A Vatican theologian who told a Milan newspaper he is gay will not be allowed to continue working in his professional capacities, a Vatican spokesman said Saturday.
Krzysztof Charamsa, an assistant secretary of the International Theological Commission who teaches at the Pontifical Gregorian University, told the daily newspaper Corriere della Sera he was gay.
“I would like the Church and my community to know who I am: a homosexual priest, happy and proud of my own identity,” Charamsa told the Milan paper.
The admission comes ahead of a three-week bishops’ synod that begins Sunday in the Vatican to discuss questions of marriage and family. The meeting is expected to tackle sensitive social issues that include homosexuality, abortion and contraception.

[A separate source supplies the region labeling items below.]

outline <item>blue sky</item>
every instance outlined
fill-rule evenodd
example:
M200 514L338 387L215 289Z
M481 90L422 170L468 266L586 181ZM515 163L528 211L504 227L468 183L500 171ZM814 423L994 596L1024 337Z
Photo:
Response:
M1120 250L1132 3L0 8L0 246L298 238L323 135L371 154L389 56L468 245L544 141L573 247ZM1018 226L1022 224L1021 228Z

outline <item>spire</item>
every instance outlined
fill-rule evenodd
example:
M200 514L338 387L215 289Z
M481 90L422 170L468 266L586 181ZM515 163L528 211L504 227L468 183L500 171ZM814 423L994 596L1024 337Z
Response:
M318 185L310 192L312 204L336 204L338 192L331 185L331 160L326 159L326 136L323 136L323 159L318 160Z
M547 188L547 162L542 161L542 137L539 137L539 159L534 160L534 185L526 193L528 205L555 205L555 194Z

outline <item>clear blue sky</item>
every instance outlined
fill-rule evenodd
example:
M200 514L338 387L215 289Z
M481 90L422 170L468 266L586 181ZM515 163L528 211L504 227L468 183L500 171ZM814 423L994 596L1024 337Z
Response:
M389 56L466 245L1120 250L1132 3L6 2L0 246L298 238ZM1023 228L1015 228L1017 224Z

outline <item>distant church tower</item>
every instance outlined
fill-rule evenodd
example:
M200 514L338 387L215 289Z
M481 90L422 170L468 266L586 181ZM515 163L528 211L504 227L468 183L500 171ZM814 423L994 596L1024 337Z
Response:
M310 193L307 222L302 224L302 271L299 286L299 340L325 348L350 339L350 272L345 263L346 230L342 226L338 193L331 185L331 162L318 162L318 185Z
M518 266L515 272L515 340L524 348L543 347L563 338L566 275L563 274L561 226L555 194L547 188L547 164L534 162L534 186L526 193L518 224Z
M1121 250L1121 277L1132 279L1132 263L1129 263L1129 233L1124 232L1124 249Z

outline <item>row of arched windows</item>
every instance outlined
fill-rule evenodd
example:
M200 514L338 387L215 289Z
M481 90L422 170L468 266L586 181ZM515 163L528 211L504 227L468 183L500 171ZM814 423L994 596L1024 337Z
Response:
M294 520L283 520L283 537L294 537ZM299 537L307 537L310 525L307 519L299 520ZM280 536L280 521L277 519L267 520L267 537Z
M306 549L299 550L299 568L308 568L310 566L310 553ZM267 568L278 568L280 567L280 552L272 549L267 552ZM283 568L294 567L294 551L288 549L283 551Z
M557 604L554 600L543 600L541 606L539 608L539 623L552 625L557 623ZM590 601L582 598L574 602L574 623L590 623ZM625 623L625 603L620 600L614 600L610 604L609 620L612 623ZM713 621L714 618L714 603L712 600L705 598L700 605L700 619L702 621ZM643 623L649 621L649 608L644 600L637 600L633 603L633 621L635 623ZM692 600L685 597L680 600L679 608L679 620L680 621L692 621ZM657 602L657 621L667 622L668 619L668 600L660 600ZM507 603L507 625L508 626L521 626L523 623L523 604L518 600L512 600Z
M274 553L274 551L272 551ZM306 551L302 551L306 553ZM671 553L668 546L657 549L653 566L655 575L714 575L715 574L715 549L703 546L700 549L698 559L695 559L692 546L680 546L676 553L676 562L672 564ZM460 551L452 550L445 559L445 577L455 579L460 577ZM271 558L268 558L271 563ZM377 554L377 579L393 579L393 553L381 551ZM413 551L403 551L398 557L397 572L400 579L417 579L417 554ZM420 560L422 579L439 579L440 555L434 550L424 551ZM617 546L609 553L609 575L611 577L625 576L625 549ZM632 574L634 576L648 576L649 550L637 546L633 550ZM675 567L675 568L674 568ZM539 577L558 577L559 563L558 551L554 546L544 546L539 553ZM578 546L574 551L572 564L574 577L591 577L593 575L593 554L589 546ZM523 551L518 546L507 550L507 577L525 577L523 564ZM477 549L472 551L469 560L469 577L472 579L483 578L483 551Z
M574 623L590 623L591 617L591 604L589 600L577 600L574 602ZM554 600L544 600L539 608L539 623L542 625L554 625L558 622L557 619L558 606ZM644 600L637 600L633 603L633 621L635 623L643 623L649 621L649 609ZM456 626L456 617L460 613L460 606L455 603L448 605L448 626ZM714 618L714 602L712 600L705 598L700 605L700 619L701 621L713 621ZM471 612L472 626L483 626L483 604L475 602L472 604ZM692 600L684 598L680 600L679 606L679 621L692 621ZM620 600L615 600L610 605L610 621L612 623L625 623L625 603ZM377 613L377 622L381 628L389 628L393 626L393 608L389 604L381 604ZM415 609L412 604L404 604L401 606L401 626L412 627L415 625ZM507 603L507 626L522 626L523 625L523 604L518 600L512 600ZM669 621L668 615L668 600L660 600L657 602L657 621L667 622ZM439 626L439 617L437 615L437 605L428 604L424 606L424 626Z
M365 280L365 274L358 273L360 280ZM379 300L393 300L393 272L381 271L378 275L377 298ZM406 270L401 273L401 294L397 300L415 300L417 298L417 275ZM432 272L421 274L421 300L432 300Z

“The decision to make such a sensational announcement the day before the opening of the synod seems very serious and irresponsible,” ANSA news agency quoted Vatican spokesman Federico Lombardi as saying.
“It aims to bring the synod congregation under undue media pressure,” Lombardi added.
Catholic Church teachings hold homosexual acts as sinful and “contrary to the natural law,” and Charamsa is the first theologian with an active Vatican role to identify as homosexual, Corriere della Sera reported.
Charamsa, a native of Poland living in Rome for 17 years, has also said that he has a partner.
“The time has come for the Church to open its eyes to gay believers and recognize its suggested solution of complete, life-long abstinence is inhumane,” Charamsa said.